In Colorado gab ein Bankdirektor einen ihm völlig Unbekannten einen Kredit von 5000 Dollar. Wenn man bedenkt, dass zu dieser Zeit der Tagesverdienst eines Minenarbeiters bei gerade mal 3 Dollar lag, war das eine unvorstellbare Summe. Als Sicherheit hatte der Unbekannte lediglich vier Könige und ein Ass aus einer Pokerpartie zu bieten.

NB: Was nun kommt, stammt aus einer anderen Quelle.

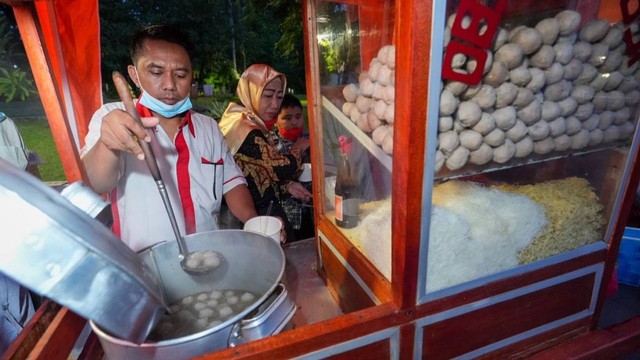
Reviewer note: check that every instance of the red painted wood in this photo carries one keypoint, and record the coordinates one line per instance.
(59, 338)
(412, 67)
(322, 335)
(377, 350)
(361, 265)
(347, 292)
(509, 284)
(467, 332)
(51, 101)
(610, 343)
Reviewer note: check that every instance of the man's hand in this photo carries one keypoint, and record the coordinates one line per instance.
(120, 132)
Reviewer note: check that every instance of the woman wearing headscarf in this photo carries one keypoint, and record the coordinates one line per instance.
(247, 129)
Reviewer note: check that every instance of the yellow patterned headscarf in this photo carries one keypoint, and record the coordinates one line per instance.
(239, 119)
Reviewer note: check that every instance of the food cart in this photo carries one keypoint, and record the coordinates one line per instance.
(488, 226)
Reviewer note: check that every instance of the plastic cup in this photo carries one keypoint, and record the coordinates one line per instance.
(306, 173)
(265, 225)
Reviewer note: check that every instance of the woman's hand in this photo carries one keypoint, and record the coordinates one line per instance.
(299, 192)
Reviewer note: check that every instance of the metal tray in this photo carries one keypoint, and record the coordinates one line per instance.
(55, 249)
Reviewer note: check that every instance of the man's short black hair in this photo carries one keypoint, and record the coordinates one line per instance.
(289, 101)
(168, 33)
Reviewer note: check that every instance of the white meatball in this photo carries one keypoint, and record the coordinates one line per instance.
(206, 313)
(246, 297)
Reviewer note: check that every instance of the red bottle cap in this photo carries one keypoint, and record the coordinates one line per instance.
(345, 144)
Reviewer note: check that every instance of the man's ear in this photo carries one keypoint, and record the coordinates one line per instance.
(133, 74)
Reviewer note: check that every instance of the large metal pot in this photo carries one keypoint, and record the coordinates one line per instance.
(253, 262)
(55, 249)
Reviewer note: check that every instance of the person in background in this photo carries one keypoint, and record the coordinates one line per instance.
(192, 155)
(297, 202)
(16, 302)
(248, 129)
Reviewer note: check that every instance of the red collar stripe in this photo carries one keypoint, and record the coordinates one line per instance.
(184, 181)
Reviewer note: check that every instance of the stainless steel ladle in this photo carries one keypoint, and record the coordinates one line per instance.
(196, 262)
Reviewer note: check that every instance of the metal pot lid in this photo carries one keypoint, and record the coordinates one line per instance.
(55, 249)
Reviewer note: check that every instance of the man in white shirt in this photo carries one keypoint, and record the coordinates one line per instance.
(192, 155)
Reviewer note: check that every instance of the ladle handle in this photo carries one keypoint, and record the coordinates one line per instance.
(122, 87)
(125, 95)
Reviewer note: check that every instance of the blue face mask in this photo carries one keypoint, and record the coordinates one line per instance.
(165, 110)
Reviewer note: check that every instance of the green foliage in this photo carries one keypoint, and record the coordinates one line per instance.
(229, 35)
(36, 134)
(216, 108)
(15, 84)
(15, 73)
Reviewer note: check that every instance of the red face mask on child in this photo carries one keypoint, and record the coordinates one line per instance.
(291, 134)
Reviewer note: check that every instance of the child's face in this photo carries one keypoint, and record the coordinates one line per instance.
(290, 118)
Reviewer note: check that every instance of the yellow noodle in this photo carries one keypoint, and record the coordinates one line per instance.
(573, 213)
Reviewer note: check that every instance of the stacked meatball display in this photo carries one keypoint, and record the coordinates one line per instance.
(370, 103)
(550, 88)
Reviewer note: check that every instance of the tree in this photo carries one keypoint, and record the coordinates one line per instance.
(227, 34)
(16, 80)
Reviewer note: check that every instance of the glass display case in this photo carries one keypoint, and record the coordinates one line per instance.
(536, 114)
(356, 77)
(490, 150)
(527, 146)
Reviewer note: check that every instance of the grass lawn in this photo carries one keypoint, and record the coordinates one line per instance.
(36, 134)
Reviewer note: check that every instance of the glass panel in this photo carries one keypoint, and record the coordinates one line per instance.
(537, 115)
(357, 70)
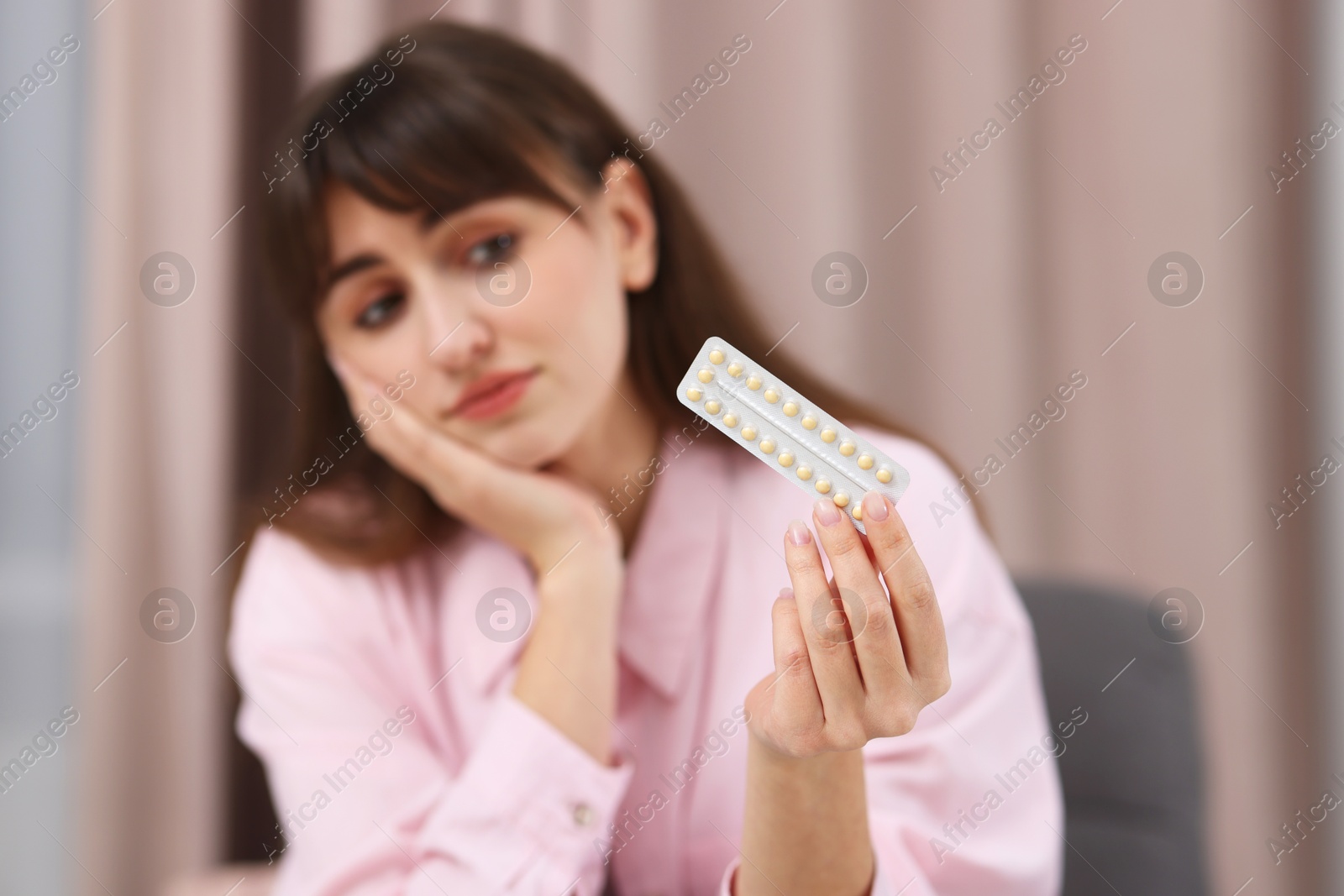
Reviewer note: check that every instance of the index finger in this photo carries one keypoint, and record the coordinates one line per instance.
(913, 600)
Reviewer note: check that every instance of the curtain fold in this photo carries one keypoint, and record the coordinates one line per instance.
(156, 439)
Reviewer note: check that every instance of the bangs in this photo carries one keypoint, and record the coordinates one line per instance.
(433, 137)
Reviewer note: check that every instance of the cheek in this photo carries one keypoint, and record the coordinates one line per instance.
(578, 291)
(382, 356)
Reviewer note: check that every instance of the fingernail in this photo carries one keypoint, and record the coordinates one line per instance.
(874, 506)
(827, 511)
(799, 533)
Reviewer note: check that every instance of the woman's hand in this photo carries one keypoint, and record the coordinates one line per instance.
(851, 664)
(542, 515)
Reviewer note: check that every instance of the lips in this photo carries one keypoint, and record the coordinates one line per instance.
(492, 394)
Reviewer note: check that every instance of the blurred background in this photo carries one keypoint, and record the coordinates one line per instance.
(1163, 215)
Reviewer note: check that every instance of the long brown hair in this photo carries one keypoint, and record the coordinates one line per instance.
(430, 123)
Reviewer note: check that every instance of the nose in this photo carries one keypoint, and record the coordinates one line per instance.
(456, 338)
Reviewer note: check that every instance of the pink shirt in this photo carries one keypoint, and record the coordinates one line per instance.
(401, 763)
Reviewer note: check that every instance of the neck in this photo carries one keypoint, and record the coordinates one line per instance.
(613, 457)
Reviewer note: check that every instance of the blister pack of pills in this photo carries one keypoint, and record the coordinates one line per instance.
(785, 430)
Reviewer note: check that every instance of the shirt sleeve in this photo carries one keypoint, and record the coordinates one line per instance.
(366, 799)
(969, 801)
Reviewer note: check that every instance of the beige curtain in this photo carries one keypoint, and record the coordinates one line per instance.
(984, 293)
(155, 457)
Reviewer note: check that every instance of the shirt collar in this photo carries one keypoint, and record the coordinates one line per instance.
(669, 570)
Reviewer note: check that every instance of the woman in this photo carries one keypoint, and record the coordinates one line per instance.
(523, 625)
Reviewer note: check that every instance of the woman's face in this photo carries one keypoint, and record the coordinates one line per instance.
(510, 313)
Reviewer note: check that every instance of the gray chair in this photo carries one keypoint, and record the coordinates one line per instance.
(1132, 774)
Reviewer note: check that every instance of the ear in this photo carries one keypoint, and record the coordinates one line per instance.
(631, 204)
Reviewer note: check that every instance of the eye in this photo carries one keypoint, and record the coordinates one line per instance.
(491, 250)
(380, 312)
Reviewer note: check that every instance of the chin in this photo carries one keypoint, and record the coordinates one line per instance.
(531, 443)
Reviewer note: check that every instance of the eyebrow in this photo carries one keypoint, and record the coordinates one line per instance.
(349, 269)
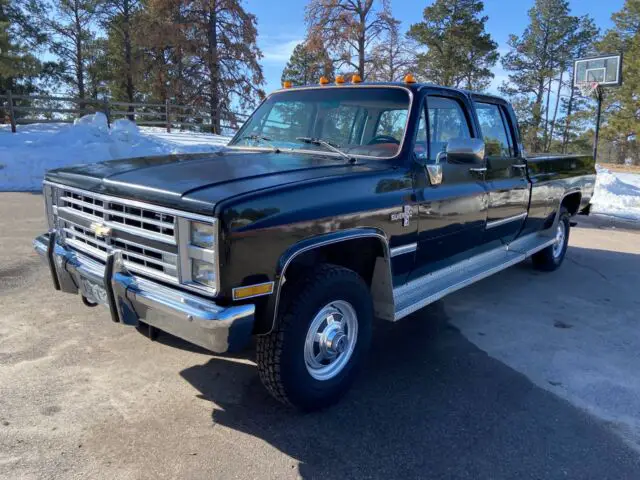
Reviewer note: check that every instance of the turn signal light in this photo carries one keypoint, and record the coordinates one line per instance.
(252, 291)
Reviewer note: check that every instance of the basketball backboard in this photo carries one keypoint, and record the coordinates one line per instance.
(605, 70)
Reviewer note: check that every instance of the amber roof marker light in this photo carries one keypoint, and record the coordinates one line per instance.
(409, 78)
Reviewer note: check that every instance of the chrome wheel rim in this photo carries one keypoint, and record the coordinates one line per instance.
(331, 340)
(558, 245)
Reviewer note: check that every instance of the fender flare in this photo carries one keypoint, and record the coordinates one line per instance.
(320, 241)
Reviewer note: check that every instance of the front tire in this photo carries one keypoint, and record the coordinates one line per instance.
(322, 335)
(551, 257)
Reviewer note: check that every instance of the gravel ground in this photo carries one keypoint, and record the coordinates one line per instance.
(524, 375)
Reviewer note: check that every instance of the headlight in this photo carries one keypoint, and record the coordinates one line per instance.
(203, 272)
(198, 248)
(202, 235)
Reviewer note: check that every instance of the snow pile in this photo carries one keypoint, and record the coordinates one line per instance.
(617, 194)
(27, 154)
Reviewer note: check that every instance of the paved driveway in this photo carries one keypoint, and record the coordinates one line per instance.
(507, 379)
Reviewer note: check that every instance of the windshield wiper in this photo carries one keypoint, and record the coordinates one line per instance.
(260, 138)
(327, 146)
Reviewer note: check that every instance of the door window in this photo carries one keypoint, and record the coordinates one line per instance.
(494, 130)
(391, 124)
(446, 121)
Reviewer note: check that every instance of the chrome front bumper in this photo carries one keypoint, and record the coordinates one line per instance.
(131, 299)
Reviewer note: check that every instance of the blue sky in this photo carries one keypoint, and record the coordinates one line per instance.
(281, 25)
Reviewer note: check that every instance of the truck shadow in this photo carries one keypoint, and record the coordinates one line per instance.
(428, 405)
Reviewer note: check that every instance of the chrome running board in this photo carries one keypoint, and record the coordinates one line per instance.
(419, 293)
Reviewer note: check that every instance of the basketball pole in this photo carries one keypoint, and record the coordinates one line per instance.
(599, 94)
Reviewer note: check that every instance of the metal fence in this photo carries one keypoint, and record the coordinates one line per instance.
(26, 109)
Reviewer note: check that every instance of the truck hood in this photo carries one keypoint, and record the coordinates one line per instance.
(196, 182)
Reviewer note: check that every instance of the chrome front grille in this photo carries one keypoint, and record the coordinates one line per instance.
(150, 245)
(136, 257)
(154, 241)
(137, 219)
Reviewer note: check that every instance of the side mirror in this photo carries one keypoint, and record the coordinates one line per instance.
(465, 150)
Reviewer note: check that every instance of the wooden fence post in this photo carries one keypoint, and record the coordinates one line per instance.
(12, 114)
(107, 112)
(166, 114)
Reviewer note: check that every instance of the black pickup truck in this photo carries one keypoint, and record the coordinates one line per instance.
(332, 205)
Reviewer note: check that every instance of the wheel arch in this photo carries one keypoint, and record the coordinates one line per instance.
(364, 250)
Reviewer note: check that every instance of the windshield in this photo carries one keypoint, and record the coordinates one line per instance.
(358, 121)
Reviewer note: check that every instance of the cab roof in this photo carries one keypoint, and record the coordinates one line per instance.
(414, 87)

Um die Jahrhundertwende gewannen die Gegner dieses angeblich so unseligen Lasters langsam die Oberhand und als letzter Staat verbot Nevada am 1. Oktober 1910 endgültig das Glücksspiel. Allerdings dauerte es keine drei Jahrzehnte und das ganze wurde wieder legalisiert.

Die Euphorie vergangener Zeiten war jedoch dahin und die Namen von Spielergrößen wie Belle Siddons, Dick Clark oder Pete Spence und Bones Brannon gehörten ebenso der Vergangenheit an wie jenes legendäre Flussdampferwettrennen auf dem Mississippi, das sogar in Europa Beachtung fand. Wer die Neuverfilmung von Maverick mit Mel Gibson kennt, kann sich jetzt in etwa vorstellen, dass diese Westernkomödie das Ganze keinesfalls überspitzt darstellt, sondern dass sich dies alles durchaus so zugetragen haben könnte.

Quellennachweis:

  • H.J. Stammel: Der Cowboy von A bis Z

In diesem Sinne, bis zum nächsten Mal.